Le Québec arrive à un carrefour. Il ralentit mais ne sait pas dans quelle direction aller. Tournera-t-il à droite, à gauche?  Il ne se branche pas, tergiverse, placote, discute, jase, en parle... Il se cherche, ne se trouve pas, tourne en rond et n'agit pas. Pas de projet rassembleur mobilisateur, pas de goût d'entreprendre de virage. Ou pas le temps? Le temps nous fait courir à en perdre le souffle : garderie, déplacements, travail, argent, argent, argent. Et les plus jeunes, eux, ils sont sur Facebook, atomisés dans leur univers narcissique.

Une chance qu'il y a le Canadien - ou un quelconque produit culturel jetable après usage (Occupation double, et cie) ;). Cynique, le citoyen choisit de demeurer dans le privé, discutant entre amis de collusion, de corruption et autres malaises de la civilisation.

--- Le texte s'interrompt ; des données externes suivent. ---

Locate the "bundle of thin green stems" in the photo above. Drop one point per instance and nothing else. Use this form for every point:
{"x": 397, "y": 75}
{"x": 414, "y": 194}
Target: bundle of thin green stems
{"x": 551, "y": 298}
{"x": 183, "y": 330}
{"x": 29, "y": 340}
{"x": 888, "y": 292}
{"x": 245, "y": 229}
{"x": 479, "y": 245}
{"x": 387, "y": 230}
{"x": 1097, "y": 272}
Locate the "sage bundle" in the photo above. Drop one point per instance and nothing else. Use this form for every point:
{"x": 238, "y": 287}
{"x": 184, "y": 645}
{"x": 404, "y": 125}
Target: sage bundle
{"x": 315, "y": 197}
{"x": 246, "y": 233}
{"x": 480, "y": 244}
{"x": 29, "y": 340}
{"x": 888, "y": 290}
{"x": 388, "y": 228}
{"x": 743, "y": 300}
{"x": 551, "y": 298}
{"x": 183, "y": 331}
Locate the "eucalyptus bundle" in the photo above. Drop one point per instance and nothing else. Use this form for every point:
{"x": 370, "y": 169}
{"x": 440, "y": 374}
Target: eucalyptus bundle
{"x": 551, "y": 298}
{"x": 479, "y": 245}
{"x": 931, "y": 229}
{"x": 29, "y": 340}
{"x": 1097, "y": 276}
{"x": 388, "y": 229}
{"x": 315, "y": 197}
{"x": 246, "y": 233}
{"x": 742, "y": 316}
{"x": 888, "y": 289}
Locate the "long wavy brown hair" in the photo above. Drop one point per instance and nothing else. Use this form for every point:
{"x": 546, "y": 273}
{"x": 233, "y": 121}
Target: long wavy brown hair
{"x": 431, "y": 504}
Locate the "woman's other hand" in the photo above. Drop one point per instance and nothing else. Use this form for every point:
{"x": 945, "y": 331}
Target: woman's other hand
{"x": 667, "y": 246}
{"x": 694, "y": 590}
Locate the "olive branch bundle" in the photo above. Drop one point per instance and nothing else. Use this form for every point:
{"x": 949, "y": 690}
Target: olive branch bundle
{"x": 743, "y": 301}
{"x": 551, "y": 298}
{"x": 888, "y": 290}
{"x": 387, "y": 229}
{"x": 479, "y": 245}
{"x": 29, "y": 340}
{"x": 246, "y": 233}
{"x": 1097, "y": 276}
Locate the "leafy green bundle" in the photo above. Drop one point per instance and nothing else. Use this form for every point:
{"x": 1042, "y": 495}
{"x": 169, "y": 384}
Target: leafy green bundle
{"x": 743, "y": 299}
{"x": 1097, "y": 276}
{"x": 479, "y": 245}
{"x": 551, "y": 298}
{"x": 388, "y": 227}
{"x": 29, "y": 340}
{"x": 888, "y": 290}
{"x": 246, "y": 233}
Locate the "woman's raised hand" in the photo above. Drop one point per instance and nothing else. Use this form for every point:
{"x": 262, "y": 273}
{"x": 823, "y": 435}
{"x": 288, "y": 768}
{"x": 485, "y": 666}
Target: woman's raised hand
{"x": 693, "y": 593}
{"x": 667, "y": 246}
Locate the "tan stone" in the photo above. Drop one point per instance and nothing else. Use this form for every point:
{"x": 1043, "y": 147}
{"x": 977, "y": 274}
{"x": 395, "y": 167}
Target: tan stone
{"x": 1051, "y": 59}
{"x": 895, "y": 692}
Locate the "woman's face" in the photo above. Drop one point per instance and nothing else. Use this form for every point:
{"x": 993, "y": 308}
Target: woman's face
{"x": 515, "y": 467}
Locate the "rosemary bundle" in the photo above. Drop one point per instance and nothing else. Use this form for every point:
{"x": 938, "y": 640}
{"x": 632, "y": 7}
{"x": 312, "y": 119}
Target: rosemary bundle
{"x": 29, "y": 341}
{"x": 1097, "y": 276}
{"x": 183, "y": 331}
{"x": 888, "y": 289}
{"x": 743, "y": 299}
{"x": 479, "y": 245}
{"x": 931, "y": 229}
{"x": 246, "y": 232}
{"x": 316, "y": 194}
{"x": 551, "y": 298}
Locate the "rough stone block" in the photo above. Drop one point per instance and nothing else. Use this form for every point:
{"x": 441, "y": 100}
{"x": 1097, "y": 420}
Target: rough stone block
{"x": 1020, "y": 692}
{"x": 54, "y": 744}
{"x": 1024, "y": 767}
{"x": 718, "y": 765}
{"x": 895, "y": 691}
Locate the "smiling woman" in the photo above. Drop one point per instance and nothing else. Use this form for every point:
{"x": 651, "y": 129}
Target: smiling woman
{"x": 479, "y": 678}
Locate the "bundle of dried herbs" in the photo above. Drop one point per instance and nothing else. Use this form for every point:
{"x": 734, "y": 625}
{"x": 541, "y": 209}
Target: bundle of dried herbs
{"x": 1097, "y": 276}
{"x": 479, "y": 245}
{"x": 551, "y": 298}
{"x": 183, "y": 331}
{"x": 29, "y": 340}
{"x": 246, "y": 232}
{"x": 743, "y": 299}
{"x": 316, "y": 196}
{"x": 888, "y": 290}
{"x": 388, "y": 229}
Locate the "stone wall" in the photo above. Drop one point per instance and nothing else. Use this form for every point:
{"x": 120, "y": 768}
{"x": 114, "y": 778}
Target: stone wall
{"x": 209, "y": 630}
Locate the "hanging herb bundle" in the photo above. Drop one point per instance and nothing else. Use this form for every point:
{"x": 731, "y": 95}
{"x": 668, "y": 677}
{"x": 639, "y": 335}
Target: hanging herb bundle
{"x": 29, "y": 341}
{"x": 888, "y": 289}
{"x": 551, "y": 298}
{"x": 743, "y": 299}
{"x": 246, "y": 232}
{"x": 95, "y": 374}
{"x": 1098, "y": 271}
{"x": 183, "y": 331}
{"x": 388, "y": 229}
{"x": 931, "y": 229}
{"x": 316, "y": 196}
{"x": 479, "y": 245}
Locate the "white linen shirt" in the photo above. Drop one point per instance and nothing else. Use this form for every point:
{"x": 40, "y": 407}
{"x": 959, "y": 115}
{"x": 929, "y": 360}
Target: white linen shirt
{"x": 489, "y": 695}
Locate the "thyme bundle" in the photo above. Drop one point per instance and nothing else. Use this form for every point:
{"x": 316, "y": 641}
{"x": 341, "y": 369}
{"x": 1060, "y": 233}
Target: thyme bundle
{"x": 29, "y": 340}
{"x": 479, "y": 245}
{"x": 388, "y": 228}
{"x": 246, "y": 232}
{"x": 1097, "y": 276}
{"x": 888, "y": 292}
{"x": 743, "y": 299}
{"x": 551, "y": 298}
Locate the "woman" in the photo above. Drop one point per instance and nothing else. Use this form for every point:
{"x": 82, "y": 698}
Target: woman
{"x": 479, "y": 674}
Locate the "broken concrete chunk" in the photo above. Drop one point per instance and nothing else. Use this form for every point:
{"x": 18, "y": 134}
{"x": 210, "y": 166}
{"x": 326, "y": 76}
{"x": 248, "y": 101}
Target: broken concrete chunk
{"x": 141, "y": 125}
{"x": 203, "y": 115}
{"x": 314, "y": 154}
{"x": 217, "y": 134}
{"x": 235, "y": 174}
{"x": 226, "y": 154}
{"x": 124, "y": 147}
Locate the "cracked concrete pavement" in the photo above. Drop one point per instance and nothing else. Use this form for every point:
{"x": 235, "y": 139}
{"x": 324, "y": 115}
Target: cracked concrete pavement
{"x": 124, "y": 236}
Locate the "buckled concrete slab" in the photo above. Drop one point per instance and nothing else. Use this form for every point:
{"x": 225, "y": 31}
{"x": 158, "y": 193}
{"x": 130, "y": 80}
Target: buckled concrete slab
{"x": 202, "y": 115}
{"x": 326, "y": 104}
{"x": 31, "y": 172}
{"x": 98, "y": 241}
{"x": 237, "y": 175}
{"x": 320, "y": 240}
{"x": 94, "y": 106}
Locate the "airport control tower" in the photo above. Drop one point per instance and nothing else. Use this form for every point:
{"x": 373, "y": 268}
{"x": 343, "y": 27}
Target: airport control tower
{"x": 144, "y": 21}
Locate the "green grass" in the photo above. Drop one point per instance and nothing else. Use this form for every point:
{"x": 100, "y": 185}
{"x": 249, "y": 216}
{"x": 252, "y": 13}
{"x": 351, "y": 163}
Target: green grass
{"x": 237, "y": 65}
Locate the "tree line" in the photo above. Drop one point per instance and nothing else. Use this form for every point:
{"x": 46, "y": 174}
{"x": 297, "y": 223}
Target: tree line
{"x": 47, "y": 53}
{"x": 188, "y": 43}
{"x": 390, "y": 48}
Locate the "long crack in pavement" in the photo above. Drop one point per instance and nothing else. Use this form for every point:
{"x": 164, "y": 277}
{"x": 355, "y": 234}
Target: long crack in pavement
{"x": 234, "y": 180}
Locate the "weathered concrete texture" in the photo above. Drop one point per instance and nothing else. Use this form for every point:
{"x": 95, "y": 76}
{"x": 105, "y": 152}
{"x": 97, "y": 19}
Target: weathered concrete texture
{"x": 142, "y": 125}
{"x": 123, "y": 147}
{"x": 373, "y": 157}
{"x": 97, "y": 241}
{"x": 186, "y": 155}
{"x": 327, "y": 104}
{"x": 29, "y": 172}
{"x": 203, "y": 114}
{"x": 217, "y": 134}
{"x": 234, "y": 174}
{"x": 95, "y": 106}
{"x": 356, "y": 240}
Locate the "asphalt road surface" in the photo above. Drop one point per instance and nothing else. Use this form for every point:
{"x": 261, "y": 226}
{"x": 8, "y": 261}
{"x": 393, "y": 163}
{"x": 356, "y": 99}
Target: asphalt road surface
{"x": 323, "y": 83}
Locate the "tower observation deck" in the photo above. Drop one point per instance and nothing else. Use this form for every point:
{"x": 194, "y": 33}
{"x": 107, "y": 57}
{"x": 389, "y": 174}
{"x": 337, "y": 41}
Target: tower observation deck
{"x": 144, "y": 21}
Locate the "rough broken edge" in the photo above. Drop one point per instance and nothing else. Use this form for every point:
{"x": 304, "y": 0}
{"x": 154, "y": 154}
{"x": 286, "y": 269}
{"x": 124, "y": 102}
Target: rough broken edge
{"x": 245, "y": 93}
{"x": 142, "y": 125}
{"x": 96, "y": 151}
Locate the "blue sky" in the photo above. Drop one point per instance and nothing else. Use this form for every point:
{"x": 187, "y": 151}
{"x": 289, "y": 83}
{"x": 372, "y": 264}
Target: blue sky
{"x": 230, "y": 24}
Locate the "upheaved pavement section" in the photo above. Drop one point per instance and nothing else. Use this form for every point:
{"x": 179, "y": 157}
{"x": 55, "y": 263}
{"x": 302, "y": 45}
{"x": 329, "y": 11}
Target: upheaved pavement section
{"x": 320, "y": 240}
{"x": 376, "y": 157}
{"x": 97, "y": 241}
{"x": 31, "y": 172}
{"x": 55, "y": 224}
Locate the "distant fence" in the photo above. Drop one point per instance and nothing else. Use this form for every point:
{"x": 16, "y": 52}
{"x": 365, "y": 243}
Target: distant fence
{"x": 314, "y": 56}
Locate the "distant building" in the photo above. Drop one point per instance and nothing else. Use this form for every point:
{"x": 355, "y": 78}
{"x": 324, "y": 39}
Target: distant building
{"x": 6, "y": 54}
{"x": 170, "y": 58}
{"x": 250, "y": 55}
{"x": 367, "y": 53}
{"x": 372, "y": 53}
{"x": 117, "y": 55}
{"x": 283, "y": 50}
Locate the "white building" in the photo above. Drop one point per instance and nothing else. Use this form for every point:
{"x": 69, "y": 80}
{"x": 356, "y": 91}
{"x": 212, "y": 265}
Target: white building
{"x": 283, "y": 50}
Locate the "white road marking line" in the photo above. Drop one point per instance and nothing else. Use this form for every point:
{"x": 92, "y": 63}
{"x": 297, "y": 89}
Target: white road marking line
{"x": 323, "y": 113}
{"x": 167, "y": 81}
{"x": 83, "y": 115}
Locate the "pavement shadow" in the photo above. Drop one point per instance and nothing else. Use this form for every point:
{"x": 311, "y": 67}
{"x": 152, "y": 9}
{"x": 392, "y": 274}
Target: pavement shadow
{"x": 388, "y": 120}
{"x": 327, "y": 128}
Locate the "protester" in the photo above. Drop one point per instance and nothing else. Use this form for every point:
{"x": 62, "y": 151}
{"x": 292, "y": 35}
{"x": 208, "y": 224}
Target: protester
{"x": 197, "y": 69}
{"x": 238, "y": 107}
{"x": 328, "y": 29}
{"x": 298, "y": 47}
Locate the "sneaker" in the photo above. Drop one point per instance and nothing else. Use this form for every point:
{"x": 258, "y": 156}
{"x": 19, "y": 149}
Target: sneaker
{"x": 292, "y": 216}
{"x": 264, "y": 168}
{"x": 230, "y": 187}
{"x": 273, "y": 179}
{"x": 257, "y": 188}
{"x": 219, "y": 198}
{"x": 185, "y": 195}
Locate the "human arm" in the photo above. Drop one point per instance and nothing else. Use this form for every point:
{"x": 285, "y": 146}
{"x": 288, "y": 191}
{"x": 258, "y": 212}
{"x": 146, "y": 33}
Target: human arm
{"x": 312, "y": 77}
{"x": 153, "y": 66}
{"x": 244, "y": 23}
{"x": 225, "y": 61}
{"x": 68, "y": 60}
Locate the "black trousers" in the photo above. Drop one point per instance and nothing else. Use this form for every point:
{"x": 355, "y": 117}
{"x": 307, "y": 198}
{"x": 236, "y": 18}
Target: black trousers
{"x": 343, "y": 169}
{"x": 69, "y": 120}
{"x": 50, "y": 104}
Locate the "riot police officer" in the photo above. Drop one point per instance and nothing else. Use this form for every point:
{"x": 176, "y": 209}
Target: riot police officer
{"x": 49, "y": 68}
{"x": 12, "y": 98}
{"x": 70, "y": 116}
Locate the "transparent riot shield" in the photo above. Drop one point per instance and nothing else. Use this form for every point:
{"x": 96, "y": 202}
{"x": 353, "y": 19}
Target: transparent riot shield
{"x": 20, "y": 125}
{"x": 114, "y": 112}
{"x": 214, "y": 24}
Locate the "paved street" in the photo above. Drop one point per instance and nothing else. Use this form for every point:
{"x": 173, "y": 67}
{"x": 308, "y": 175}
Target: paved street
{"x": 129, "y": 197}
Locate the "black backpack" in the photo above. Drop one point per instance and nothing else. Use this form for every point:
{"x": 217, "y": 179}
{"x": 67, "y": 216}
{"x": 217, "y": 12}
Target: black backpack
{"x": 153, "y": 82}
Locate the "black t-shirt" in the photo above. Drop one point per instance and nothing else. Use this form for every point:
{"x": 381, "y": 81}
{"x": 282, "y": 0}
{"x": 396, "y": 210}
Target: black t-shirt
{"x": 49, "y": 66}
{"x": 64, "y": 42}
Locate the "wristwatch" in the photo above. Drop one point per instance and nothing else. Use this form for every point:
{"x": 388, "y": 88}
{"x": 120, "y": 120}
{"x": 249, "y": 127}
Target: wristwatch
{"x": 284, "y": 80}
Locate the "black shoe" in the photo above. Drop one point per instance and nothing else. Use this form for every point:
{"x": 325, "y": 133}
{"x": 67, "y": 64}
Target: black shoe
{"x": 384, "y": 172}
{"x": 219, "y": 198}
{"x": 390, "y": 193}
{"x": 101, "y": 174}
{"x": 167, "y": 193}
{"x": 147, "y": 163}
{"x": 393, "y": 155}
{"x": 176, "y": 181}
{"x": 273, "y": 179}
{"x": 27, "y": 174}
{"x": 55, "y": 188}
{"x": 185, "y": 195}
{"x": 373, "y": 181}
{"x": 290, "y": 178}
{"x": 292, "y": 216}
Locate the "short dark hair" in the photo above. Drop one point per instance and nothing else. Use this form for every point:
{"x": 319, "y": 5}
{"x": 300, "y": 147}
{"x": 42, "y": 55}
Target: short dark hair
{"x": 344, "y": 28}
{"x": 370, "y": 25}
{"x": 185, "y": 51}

C'est l'air du temps! Plusieurs productions sont parus récemment pour tenter de mettre le doigt sur le bobo et de tracer des «pistes de direction». Pour réfléchir et/ou rafraîchir votre discours, surtout pour tenter de sensibiliser vos étudiants, voici deux productions à voir ou à lire:

À voir bientôt sur un écran, un documentaire :  République : un abécédaire populaire
À lire en attendant, un essai : De quoi le Québec a-t-il besoin?

Bon week-end.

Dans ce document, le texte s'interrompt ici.